Q] It is said that in recession sale of lipsticks go up, but now in the pandemic it looks like the sales of skincare products are going up… how has it been for Colorbar?
You are right, but this is like no other recession and this time the lipstick sales have gone down to almost 60% while skincare has gone up. Skincare used to comprise only 10% of our business pre-pandemic but now it has gone up by three times.
Q] Nowadays people seem to be willing to pay thrice the amount for chemical-free products and an array of homegrown natural brands are filling the need gap. Are you feeling the heat more from them than the multinationals like Lakme?
There are new brands coming in for sure and there is increased competition from those funded by the VCs.
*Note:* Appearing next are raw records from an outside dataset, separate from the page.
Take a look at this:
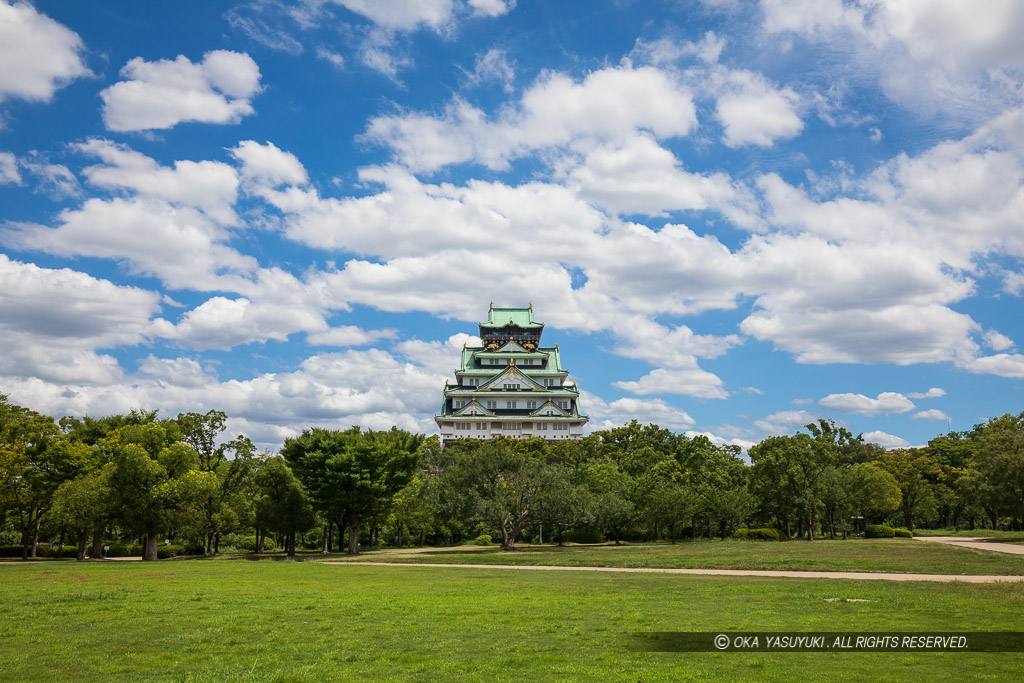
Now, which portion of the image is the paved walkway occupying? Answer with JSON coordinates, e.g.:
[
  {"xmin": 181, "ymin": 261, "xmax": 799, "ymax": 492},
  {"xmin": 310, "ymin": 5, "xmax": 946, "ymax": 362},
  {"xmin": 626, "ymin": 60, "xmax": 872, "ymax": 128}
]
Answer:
[
  {"xmin": 324, "ymin": 561, "xmax": 1024, "ymax": 584},
  {"xmin": 913, "ymin": 536, "xmax": 1024, "ymax": 555}
]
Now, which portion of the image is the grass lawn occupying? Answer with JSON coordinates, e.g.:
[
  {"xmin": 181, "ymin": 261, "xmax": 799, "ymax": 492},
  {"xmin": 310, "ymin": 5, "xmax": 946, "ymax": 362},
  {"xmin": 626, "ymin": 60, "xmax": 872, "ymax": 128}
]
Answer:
[
  {"xmin": 0, "ymin": 553, "xmax": 1024, "ymax": 681},
  {"xmin": 321, "ymin": 539, "xmax": 1024, "ymax": 575}
]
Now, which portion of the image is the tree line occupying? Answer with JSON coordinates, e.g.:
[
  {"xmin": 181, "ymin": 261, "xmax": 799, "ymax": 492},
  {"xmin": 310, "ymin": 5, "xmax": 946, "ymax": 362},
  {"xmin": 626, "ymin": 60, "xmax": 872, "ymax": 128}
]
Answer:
[{"xmin": 0, "ymin": 394, "xmax": 1024, "ymax": 560}]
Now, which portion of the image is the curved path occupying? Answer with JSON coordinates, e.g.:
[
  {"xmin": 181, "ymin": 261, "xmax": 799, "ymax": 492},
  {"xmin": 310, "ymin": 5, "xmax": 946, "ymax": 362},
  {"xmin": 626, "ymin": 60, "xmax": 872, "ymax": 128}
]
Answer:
[
  {"xmin": 913, "ymin": 536, "xmax": 1024, "ymax": 555},
  {"xmin": 324, "ymin": 560, "xmax": 1024, "ymax": 584}
]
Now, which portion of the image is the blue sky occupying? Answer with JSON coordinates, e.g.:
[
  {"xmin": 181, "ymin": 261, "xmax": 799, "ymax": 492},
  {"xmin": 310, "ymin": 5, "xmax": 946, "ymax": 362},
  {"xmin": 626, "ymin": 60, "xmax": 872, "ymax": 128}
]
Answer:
[{"xmin": 0, "ymin": 0, "xmax": 1024, "ymax": 449}]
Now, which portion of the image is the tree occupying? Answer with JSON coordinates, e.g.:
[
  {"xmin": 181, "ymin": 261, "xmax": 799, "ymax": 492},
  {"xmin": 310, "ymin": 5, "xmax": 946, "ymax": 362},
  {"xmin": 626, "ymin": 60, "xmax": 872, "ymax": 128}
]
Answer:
[
  {"xmin": 583, "ymin": 460, "xmax": 634, "ymax": 545},
  {"xmin": 0, "ymin": 394, "xmax": 90, "ymax": 559},
  {"xmin": 52, "ymin": 465, "xmax": 113, "ymax": 561},
  {"xmin": 750, "ymin": 436, "xmax": 836, "ymax": 541},
  {"xmin": 975, "ymin": 413, "xmax": 1024, "ymax": 528},
  {"xmin": 255, "ymin": 456, "xmax": 314, "ymax": 557},
  {"xmin": 100, "ymin": 422, "xmax": 217, "ymax": 560},
  {"xmin": 874, "ymin": 450, "xmax": 937, "ymax": 531},
  {"xmin": 111, "ymin": 443, "xmax": 167, "ymax": 560},
  {"xmin": 444, "ymin": 438, "xmax": 547, "ymax": 551},
  {"xmin": 532, "ymin": 464, "xmax": 594, "ymax": 546},
  {"xmin": 281, "ymin": 427, "xmax": 424, "ymax": 555}
]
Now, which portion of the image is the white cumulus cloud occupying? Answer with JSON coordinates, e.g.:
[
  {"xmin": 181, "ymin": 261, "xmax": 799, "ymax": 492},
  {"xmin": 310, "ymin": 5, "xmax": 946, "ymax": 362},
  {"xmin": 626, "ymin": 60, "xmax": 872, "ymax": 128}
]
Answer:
[
  {"xmin": 99, "ymin": 50, "xmax": 260, "ymax": 132},
  {"xmin": 0, "ymin": 0, "xmax": 90, "ymax": 101}
]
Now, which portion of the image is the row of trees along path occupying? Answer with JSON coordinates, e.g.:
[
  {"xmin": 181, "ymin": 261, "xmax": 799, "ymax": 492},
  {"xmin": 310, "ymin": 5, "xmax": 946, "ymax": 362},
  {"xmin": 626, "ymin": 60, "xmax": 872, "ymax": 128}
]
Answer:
[{"xmin": 0, "ymin": 395, "xmax": 1024, "ymax": 560}]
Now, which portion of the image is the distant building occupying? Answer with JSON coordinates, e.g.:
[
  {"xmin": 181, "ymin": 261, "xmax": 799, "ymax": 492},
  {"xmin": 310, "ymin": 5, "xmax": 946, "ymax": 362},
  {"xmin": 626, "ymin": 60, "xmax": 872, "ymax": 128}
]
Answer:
[{"xmin": 434, "ymin": 304, "xmax": 590, "ymax": 442}]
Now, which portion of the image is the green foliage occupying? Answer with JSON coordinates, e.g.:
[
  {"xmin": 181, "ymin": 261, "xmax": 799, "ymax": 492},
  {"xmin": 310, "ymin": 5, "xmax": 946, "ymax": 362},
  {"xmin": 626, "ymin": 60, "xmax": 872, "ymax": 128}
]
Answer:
[
  {"xmin": 864, "ymin": 524, "xmax": 896, "ymax": 539},
  {"xmin": 732, "ymin": 528, "xmax": 785, "ymax": 541},
  {"xmin": 281, "ymin": 427, "xmax": 425, "ymax": 554},
  {"xmin": 157, "ymin": 544, "xmax": 190, "ymax": 559},
  {"xmin": 220, "ymin": 533, "xmax": 278, "ymax": 553}
]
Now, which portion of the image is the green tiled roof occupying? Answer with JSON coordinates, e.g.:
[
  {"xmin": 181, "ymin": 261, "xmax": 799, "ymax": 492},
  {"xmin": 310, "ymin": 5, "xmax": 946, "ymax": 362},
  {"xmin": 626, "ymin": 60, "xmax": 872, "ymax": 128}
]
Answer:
[{"xmin": 480, "ymin": 306, "xmax": 544, "ymax": 330}]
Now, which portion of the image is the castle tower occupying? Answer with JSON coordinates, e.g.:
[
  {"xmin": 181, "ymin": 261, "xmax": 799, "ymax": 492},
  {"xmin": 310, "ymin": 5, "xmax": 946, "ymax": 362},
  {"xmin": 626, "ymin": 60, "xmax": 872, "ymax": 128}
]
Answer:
[{"xmin": 434, "ymin": 304, "xmax": 590, "ymax": 443}]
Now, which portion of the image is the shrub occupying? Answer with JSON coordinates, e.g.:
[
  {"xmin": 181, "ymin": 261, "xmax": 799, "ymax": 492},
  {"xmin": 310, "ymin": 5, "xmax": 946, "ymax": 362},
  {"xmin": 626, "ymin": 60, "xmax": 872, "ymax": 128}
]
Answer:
[
  {"xmin": 864, "ymin": 524, "xmax": 896, "ymax": 539},
  {"xmin": 565, "ymin": 528, "xmax": 604, "ymax": 543},
  {"xmin": 732, "ymin": 528, "xmax": 785, "ymax": 541},
  {"xmin": 104, "ymin": 543, "xmax": 142, "ymax": 557},
  {"xmin": 157, "ymin": 546, "xmax": 185, "ymax": 559}
]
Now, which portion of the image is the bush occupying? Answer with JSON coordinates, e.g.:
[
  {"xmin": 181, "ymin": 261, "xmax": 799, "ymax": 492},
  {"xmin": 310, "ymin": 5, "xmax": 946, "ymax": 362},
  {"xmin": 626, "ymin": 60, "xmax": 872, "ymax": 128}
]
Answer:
[
  {"xmin": 732, "ymin": 528, "xmax": 785, "ymax": 541},
  {"xmin": 864, "ymin": 524, "xmax": 896, "ymax": 539},
  {"xmin": 103, "ymin": 543, "xmax": 142, "ymax": 557},
  {"xmin": 0, "ymin": 544, "xmax": 78, "ymax": 557},
  {"xmin": 36, "ymin": 543, "xmax": 78, "ymax": 557},
  {"xmin": 157, "ymin": 546, "xmax": 188, "ymax": 559},
  {"xmin": 565, "ymin": 528, "xmax": 604, "ymax": 543}
]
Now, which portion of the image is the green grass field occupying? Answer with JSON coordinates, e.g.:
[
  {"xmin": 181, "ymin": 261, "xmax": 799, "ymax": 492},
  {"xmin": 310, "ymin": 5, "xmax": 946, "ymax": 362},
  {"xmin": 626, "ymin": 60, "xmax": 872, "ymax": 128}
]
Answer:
[
  {"xmin": 0, "ymin": 557, "xmax": 1024, "ymax": 681},
  {"xmin": 321, "ymin": 539, "xmax": 1024, "ymax": 575}
]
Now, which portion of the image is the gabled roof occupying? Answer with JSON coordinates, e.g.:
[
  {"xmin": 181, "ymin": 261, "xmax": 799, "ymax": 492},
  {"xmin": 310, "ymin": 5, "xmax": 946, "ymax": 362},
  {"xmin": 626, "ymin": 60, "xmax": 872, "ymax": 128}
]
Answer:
[
  {"xmin": 529, "ymin": 398, "xmax": 571, "ymax": 417},
  {"xmin": 497, "ymin": 341, "xmax": 527, "ymax": 353},
  {"xmin": 478, "ymin": 366, "xmax": 551, "ymax": 391},
  {"xmin": 452, "ymin": 398, "xmax": 494, "ymax": 416},
  {"xmin": 480, "ymin": 306, "xmax": 544, "ymax": 330}
]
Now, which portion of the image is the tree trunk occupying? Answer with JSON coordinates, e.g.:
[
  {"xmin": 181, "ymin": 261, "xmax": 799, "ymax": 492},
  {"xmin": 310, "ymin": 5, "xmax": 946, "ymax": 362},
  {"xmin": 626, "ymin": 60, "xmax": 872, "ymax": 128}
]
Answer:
[
  {"xmin": 89, "ymin": 524, "xmax": 104, "ymax": 560},
  {"xmin": 75, "ymin": 530, "xmax": 89, "ymax": 562},
  {"xmin": 142, "ymin": 532, "xmax": 160, "ymax": 562},
  {"xmin": 348, "ymin": 515, "xmax": 359, "ymax": 555},
  {"xmin": 29, "ymin": 508, "xmax": 43, "ymax": 557}
]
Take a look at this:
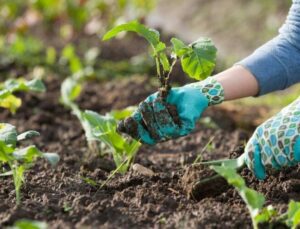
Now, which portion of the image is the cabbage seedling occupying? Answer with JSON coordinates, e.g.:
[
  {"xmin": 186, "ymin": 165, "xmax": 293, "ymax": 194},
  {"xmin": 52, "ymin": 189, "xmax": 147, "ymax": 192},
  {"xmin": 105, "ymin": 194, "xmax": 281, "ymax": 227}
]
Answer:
[
  {"xmin": 0, "ymin": 123, "xmax": 59, "ymax": 205},
  {"xmin": 103, "ymin": 21, "xmax": 217, "ymax": 134},
  {"xmin": 0, "ymin": 78, "xmax": 46, "ymax": 114},
  {"xmin": 61, "ymin": 77, "xmax": 140, "ymax": 172}
]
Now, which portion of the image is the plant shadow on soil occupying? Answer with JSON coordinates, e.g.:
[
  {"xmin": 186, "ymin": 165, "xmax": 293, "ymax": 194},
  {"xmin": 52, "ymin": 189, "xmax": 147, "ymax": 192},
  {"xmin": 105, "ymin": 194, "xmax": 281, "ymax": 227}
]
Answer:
[{"xmin": 0, "ymin": 77, "xmax": 300, "ymax": 228}]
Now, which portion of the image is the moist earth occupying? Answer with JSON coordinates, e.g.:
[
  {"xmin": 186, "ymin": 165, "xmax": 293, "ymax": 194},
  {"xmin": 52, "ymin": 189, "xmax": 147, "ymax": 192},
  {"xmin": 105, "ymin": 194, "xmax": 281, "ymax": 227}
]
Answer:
[{"xmin": 0, "ymin": 77, "xmax": 300, "ymax": 228}]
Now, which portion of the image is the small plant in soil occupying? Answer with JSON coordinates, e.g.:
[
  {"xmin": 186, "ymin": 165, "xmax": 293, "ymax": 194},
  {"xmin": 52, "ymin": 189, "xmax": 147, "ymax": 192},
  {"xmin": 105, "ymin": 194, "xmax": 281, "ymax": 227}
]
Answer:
[
  {"xmin": 61, "ymin": 77, "xmax": 140, "ymax": 173},
  {"xmin": 0, "ymin": 78, "xmax": 46, "ymax": 113},
  {"xmin": 103, "ymin": 21, "xmax": 217, "ymax": 134},
  {"xmin": 210, "ymin": 159, "xmax": 300, "ymax": 229},
  {"xmin": 0, "ymin": 123, "xmax": 59, "ymax": 205}
]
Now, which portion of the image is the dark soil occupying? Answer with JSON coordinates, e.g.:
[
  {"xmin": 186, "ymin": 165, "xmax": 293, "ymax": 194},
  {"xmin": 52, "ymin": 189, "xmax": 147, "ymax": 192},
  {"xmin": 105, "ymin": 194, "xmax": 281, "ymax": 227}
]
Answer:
[{"xmin": 0, "ymin": 74, "xmax": 300, "ymax": 229}]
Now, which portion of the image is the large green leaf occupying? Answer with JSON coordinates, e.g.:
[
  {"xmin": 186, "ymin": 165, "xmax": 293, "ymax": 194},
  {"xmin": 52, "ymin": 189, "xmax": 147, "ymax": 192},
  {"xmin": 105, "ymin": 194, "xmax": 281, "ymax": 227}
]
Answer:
[
  {"xmin": 171, "ymin": 38, "xmax": 217, "ymax": 80},
  {"xmin": 103, "ymin": 21, "xmax": 160, "ymax": 47},
  {"xmin": 13, "ymin": 145, "xmax": 43, "ymax": 163},
  {"xmin": 286, "ymin": 200, "xmax": 300, "ymax": 228},
  {"xmin": 102, "ymin": 21, "xmax": 170, "ymax": 72},
  {"xmin": 61, "ymin": 78, "xmax": 81, "ymax": 105},
  {"xmin": 4, "ymin": 78, "xmax": 46, "ymax": 92},
  {"xmin": 12, "ymin": 219, "xmax": 48, "ymax": 229},
  {"xmin": 17, "ymin": 130, "xmax": 40, "ymax": 141},
  {"xmin": 0, "ymin": 93, "xmax": 22, "ymax": 114}
]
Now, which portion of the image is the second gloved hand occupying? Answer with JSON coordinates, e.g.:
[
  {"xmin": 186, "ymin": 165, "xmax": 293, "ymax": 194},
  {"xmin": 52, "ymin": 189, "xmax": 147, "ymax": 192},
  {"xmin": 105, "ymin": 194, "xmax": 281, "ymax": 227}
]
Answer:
[
  {"xmin": 245, "ymin": 98, "xmax": 300, "ymax": 180},
  {"xmin": 122, "ymin": 77, "xmax": 224, "ymax": 145}
]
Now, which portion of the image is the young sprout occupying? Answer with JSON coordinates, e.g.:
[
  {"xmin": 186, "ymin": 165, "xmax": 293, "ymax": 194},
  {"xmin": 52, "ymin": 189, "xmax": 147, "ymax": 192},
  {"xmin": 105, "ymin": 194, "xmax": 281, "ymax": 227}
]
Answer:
[
  {"xmin": 0, "ymin": 123, "xmax": 59, "ymax": 205},
  {"xmin": 0, "ymin": 78, "xmax": 46, "ymax": 114},
  {"xmin": 103, "ymin": 21, "xmax": 217, "ymax": 98},
  {"xmin": 61, "ymin": 77, "xmax": 140, "ymax": 173}
]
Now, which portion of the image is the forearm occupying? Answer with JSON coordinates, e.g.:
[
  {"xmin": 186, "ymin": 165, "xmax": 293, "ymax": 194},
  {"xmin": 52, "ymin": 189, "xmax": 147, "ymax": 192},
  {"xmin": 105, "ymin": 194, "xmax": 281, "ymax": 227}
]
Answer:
[
  {"xmin": 214, "ymin": 0, "xmax": 300, "ymax": 100},
  {"xmin": 213, "ymin": 65, "xmax": 259, "ymax": 100}
]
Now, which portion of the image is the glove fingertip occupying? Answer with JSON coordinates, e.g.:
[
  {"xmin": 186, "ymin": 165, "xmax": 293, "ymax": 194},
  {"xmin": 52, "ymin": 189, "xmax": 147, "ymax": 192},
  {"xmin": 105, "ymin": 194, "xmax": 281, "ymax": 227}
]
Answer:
[
  {"xmin": 294, "ymin": 137, "xmax": 300, "ymax": 162},
  {"xmin": 253, "ymin": 145, "xmax": 266, "ymax": 180}
]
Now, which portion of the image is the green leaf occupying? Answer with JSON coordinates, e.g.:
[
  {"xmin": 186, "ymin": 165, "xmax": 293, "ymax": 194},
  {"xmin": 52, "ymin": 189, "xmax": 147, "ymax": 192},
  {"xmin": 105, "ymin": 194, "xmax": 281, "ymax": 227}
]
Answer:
[
  {"xmin": 4, "ymin": 78, "xmax": 46, "ymax": 93},
  {"xmin": 255, "ymin": 205, "xmax": 278, "ymax": 224},
  {"xmin": 25, "ymin": 79, "xmax": 46, "ymax": 92},
  {"xmin": 171, "ymin": 38, "xmax": 190, "ymax": 58},
  {"xmin": 42, "ymin": 153, "xmax": 60, "ymax": 166},
  {"xmin": 12, "ymin": 219, "xmax": 48, "ymax": 229},
  {"xmin": 12, "ymin": 165, "xmax": 25, "ymax": 205},
  {"xmin": 102, "ymin": 21, "xmax": 160, "ymax": 47},
  {"xmin": 0, "ymin": 94, "xmax": 22, "ymax": 114},
  {"xmin": 61, "ymin": 78, "xmax": 82, "ymax": 105},
  {"xmin": 17, "ymin": 130, "xmax": 40, "ymax": 141},
  {"xmin": 0, "ymin": 141, "xmax": 14, "ymax": 163},
  {"xmin": 158, "ymin": 53, "xmax": 170, "ymax": 72},
  {"xmin": 286, "ymin": 200, "xmax": 300, "ymax": 228},
  {"xmin": 0, "ymin": 78, "xmax": 46, "ymax": 113},
  {"xmin": 0, "ymin": 123, "xmax": 18, "ymax": 147},
  {"xmin": 211, "ymin": 166, "xmax": 245, "ymax": 189},
  {"xmin": 178, "ymin": 38, "xmax": 217, "ymax": 80},
  {"xmin": 240, "ymin": 187, "xmax": 265, "ymax": 213},
  {"xmin": 110, "ymin": 106, "xmax": 136, "ymax": 120}
]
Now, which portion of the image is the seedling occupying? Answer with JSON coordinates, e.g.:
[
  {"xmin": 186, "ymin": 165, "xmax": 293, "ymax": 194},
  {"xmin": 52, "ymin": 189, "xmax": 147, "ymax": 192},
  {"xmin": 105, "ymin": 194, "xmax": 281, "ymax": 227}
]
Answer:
[
  {"xmin": 0, "ymin": 123, "xmax": 59, "ymax": 205},
  {"xmin": 103, "ymin": 21, "xmax": 217, "ymax": 135},
  {"xmin": 0, "ymin": 78, "xmax": 46, "ymax": 114},
  {"xmin": 210, "ymin": 160, "xmax": 300, "ymax": 229},
  {"xmin": 61, "ymin": 78, "xmax": 140, "ymax": 172}
]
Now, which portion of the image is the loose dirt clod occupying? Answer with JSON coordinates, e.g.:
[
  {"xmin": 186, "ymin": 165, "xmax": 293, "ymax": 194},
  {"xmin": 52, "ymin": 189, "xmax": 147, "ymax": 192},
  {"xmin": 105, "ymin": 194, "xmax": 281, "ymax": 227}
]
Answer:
[
  {"xmin": 132, "ymin": 163, "xmax": 155, "ymax": 177},
  {"xmin": 181, "ymin": 165, "xmax": 229, "ymax": 200}
]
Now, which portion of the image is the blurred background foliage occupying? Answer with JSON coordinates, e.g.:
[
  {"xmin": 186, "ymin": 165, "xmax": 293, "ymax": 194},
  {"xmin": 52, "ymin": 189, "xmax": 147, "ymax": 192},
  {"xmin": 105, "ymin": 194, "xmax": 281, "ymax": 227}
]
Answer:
[{"xmin": 0, "ymin": 0, "xmax": 299, "ymax": 115}]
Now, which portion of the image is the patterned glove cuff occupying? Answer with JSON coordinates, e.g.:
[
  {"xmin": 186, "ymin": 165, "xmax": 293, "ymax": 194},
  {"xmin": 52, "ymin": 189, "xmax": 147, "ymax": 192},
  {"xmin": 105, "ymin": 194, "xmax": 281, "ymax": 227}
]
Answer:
[{"xmin": 187, "ymin": 77, "xmax": 224, "ymax": 106}]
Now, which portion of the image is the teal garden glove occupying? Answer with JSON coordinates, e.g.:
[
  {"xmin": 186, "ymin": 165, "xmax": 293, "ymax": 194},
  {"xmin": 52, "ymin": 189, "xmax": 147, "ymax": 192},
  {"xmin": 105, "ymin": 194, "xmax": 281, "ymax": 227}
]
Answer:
[
  {"xmin": 245, "ymin": 97, "xmax": 300, "ymax": 180},
  {"xmin": 121, "ymin": 77, "xmax": 224, "ymax": 145}
]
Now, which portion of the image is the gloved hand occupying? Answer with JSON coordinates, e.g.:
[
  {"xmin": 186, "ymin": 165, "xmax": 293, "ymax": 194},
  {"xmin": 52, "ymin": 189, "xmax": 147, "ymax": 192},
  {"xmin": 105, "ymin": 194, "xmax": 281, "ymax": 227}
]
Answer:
[
  {"xmin": 118, "ymin": 77, "xmax": 224, "ymax": 145},
  {"xmin": 245, "ymin": 97, "xmax": 300, "ymax": 180}
]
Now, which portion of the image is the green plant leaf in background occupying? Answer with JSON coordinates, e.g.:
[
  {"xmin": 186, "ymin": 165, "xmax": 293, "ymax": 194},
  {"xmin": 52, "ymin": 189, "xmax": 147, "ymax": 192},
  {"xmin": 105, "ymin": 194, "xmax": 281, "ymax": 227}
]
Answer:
[
  {"xmin": 102, "ymin": 21, "xmax": 170, "ymax": 72},
  {"xmin": 0, "ymin": 123, "xmax": 18, "ymax": 147},
  {"xmin": 171, "ymin": 38, "xmax": 217, "ymax": 80},
  {"xmin": 9, "ymin": 219, "xmax": 48, "ymax": 229},
  {"xmin": 0, "ymin": 78, "xmax": 46, "ymax": 114},
  {"xmin": 286, "ymin": 200, "xmax": 300, "ymax": 229}
]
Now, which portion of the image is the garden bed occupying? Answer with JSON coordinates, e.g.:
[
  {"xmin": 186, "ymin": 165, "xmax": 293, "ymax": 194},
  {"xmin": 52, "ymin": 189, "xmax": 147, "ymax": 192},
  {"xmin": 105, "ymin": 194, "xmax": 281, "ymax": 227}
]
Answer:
[{"xmin": 0, "ymin": 76, "xmax": 300, "ymax": 228}]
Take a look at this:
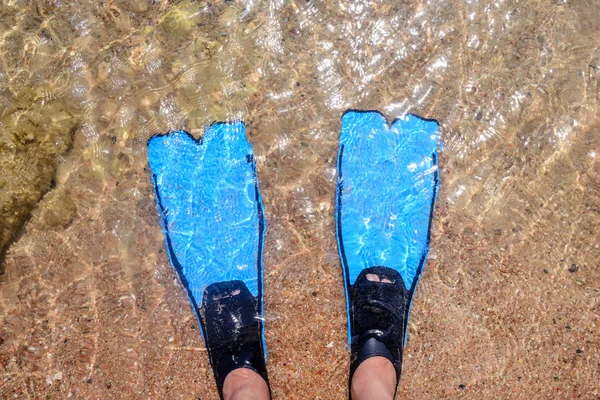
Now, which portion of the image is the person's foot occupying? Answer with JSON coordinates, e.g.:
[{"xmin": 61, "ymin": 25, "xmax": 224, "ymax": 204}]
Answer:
[
  {"xmin": 223, "ymin": 368, "xmax": 270, "ymax": 400},
  {"xmin": 350, "ymin": 357, "xmax": 396, "ymax": 400}
]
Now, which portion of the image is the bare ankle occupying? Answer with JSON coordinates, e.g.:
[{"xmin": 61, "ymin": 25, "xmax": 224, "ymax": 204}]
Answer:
[
  {"xmin": 223, "ymin": 368, "xmax": 270, "ymax": 400},
  {"xmin": 350, "ymin": 357, "xmax": 396, "ymax": 400}
]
But they’re not interested in the bottom line, they’re interested in sales at the forefront. But we are still in a good position because while we’re not natural, we are mineral free, sulfate-free and paraben-free. So we manufacture clean beauty in our skin care range.
Q] How are you using Jacqueline Fernandez, your global brand ambassador to promote the brand during the pandemic?
Jacqueline is very much for causes and very empathetic. We were planning to launch a Jacqueline collection but that has been delayed by a month because retail is down.
Q] In one of your interviews, you said you want to be amongst the top three beauty brands in the world. How close are you to that goal?
We are very far from that. We’re definitely amongst the top brands in India, and are inching forward internationally. We are present in Malaysia, Bangladesh, Turkey; and are on Amazon US and Amazon UK. I think it’ll take another few years for us to be completely global. If you don’t dream, you won’t get anywhere.
Q] Why don’t you promote yourself as an Indian brand?
We are an Indian brand but we’re not made in India. Majority of our products come from Germany, Italy and Korea. I’m very clear that we must go wherever the best products are. Secondly, you need to be making material for the top prestige brands for us to buy from you, such as the likes of MAC, Bobbi Brown, Estee Lauder, Christian Dior, Giorgio Armani, etc. So the formulations we are using are top formulations that these brands are using. We are not made in India simply because of that benchmark that we have set for ourselves. We can be called made by an Indian.